Harry wasn’t sure how long he stood there, staring. Rebecca eventually noticed him. She yawned and smiled. When the man stopped playing, she introduced him to Harry. His name, it seemed, was Bernard. His dark hair hung over his eyes. Harry couldn’t see what kind of look Bernard was giving him.
“I’m going to stay, Harry,” Rebecca said, after making introductions.
“What do you mean, stay?”
“Stay here, with Bernard.”
“What the hell are you talking about?” Harry heard his voice go up a notch. He sounded hysterical.
Rebecca said that Bernard played music so softly she could listen to it. And that’s all she’d ever wanted. Harry had no idea that’s what she’d wanted or he’d have tried to give it to her. But now it looked like it was too late. In the time it had taken Harry to try to pee in Bernard’s toilet, Rebecca had evidently forged some sort of intimate relationship with the man. She clearly meant it. She was going to stay. Harry didn’t know how long she’d stay or what Bernard thought about any of it, but Rebecca, Harry knew, always got her way. Bernard didn’t look the type to protest anything, especially not Rebe
cca.
Rebecca was smiling as she told Harry how Bernard had a disease that gave him pain in his fingers. He’d been a concert pianist until the disease came when he turned forty. Now he stayed in his house eating from takeout containers and playing softly.
Bernard looked at Harry blankly as Rebecca reported all this. Harry wanted to bash his skull in.
When Harry showed no sign of leaving, Rebecca produced a gun from an ankle holster hidden below her pants. That got Harry mad. She had sworn she wouldn’t bring the gun. She had broken a promise. Harry believed in keeping promises.
Harry said nothing more to Rebecca. He turned, leaving her and her gun with the dirty piano-playing lunatic.
Harry went home. He figured that was it. Back to the bad luck.

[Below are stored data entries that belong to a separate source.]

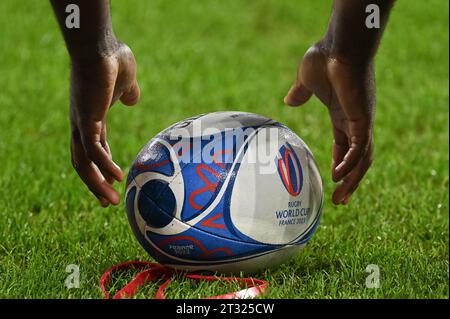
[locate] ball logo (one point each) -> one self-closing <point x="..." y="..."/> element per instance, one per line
<point x="289" y="169"/>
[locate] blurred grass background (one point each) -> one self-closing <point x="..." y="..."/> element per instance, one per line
<point x="203" y="56"/>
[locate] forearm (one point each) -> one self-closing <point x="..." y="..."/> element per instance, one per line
<point x="95" y="37"/>
<point x="348" y="37"/>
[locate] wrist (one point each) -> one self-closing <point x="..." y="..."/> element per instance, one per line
<point x="93" y="49"/>
<point x="333" y="51"/>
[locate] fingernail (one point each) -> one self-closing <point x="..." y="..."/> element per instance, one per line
<point x="346" y="200"/>
<point x="339" y="167"/>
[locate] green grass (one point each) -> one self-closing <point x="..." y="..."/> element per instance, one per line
<point x="203" y="56"/>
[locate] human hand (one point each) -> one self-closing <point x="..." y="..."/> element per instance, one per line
<point x="348" y="91"/>
<point x="95" y="86"/>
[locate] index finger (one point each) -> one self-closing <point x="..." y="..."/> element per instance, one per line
<point x="351" y="182"/>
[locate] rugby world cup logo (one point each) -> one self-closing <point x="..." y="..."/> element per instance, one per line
<point x="289" y="169"/>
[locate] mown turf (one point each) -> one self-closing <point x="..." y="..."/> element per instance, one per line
<point x="203" y="56"/>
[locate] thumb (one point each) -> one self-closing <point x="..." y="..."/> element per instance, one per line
<point x="132" y="95"/>
<point x="297" y="95"/>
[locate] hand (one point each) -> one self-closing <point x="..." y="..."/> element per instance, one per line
<point x="95" y="86"/>
<point x="348" y="91"/>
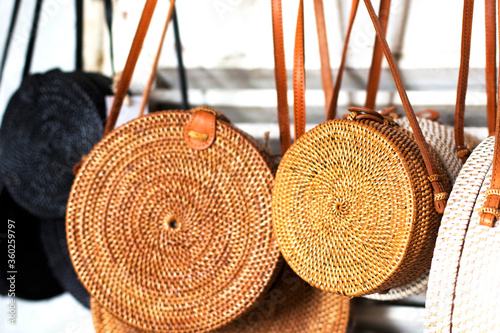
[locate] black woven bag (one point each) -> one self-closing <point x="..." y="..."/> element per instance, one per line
<point x="28" y="273"/>
<point x="50" y="122"/>
<point x="53" y="238"/>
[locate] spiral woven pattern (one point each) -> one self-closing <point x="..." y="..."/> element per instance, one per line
<point x="291" y="306"/>
<point x="353" y="208"/>
<point x="170" y="238"/>
<point x="51" y="121"/>
<point x="442" y="140"/>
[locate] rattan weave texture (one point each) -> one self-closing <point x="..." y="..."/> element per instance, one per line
<point x="291" y="306"/>
<point x="463" y="290"/>
<point x="440" y="137"/>
<point x="353" y="208"/>
<point x="170" y="238"/>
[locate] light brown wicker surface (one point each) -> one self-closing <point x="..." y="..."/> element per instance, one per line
<point x="464" y="293"/>
<point x="291" y="306"/>
<point x="171" y="238"/>
<point x="353" y="208"/>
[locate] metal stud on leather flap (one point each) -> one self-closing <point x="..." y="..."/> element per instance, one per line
<point x="199" y="133"/>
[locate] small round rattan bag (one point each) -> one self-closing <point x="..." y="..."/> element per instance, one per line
<point x="169" y="218"/>
<point x="357" y="202"/>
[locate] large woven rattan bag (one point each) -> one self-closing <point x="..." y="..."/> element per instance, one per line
<point x="357" y="202"/>
<point x="464" y="293"/>
<point x="169" y="226"/>
<point x="440" y="137"/>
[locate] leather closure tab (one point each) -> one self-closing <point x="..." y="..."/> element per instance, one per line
<point x="199" y="133"/>
<point x="490" y="212"/>
<point x="358" y="113"/>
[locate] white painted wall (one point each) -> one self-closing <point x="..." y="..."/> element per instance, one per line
<point x="236" y="33"/>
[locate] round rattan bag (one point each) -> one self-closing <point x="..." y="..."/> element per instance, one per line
<point x="441" y="139"/>
<point x="169" y="222"/>
<point x="291" y="306"/>
<point x="353" y="206"/>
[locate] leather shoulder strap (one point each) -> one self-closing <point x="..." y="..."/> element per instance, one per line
<point x="490" y="212"/>
<point x="152" y="75"/>
<point x="440" y="194"/>
<point x="180" y="62"/>
<point x="299" y="77"/>
<point x="324" y="53"/>
<point x="376" y="65"/>
<point x="128" y="71"/>
<point x="491" y="84"/>
<point x="280" y="76"/>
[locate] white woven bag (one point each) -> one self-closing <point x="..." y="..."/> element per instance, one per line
<point x="464" y="289"/>
<point x="438" y="136"/>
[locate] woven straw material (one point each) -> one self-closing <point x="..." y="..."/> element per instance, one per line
<point x="53" y="239"/>
<point x="464" y="293"/>
<point x="353" y="208"/>
<point x="170" y="238"/>
<point x="291" y="306"/>
<point x="441" y="139"/>
<point x="51" y="121"/>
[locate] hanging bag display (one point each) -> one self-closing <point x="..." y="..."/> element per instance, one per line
<point x="51" y="119"/>
<point x="50" y="122"/>
<point x="463" y="293"/>
<point x="169" y="220"/>
<point x="290" y="305"/>
<point x="440" y="137"/>
<point x="357" y="202"/>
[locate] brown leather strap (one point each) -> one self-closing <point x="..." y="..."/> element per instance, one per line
<point x="376" y="66"/>
<point x="463" y="75"/>
<point x="491" y="84"/>
<point x="152" y="75"/>
<point x="490" y="210"/>
<point x="332" y="108"/>
<point x="326" y="69"/>
<point x="439" y="190"/>
<point x="299" y="77"/>
<point x="280" y="76"/>
<point x="128" y="71"/>
<point x="491" y="54"/>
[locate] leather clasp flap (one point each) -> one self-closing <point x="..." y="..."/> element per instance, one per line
<point x="199" y="133"/>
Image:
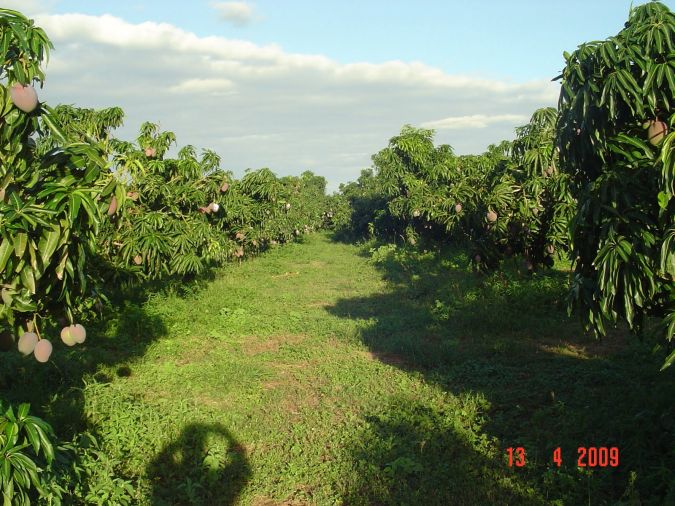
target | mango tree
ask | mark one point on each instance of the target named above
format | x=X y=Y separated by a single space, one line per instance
x=615 y=137
x=52 y=198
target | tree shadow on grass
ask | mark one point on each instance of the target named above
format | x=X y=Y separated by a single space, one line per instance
x=415 y=453
x=54 y=389
x=205 y=465
x=507 y=339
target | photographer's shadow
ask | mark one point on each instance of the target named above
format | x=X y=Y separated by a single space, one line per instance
x=205 y=465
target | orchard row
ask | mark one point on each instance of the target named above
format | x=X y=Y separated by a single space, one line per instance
x=81 y=209
x=593 y=179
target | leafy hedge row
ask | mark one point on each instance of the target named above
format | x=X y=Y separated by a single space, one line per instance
x=594 y=179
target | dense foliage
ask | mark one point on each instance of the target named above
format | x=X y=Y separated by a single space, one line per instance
x=513 y=199
x=616 y=105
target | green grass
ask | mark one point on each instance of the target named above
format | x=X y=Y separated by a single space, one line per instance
x=321 y=374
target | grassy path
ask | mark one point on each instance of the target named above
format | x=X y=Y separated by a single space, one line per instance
x=314 y=375
x=260 y=372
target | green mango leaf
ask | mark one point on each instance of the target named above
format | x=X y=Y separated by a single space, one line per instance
x=20 y=242
x=48 y=243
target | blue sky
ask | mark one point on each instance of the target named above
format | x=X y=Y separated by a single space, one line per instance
x=518 y=39
x=298 y=85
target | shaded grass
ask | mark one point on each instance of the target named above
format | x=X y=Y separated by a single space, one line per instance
x=322 y=373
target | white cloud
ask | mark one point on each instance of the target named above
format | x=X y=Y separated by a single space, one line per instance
x=236 y=13
x=213 y=86
x=260 y=106
x=474 y=121
x=29 y=7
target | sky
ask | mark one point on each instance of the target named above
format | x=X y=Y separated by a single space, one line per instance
x=298 y=85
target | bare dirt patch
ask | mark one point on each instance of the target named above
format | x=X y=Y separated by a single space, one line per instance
x=388 y=358
x=285 y=275
x=255 y=345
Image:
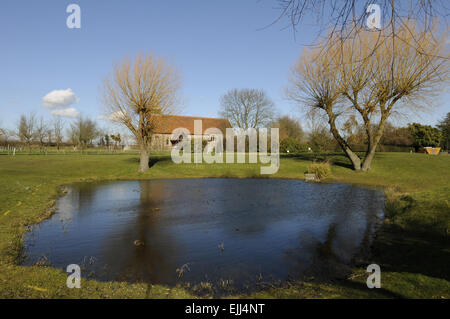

Five days later, Harry ran into McCormick. McCormick had a tip on a horse in the fourth, did Harry want to come to the track? It was cold and the sky was angry and Harry knew he would lose. But he went. Harry wanted to sit out the first race. Maiden three-year-olds going five and a half furlongs. Might as well pick numbers out of a hat, it was that unpredictable.
“Come on, Harry, what’s got into you?” McCormick was egging him on.
Harry rolled his eyes, then looked from his program to the muscled and shining horses in the paddock. He picked out a trifecta. He went crazy. Put a 30-1 over a 6-1 over a 17-1. Miracu-lously, with less than a sixteenth of a mile to go, the three horses in Harry’s trifecta were running in the order he’d bet them. He knew something would go wrong, though, so he looked away. Just walked away from the rail, leaving the crowd to gasp at a dramatic finish.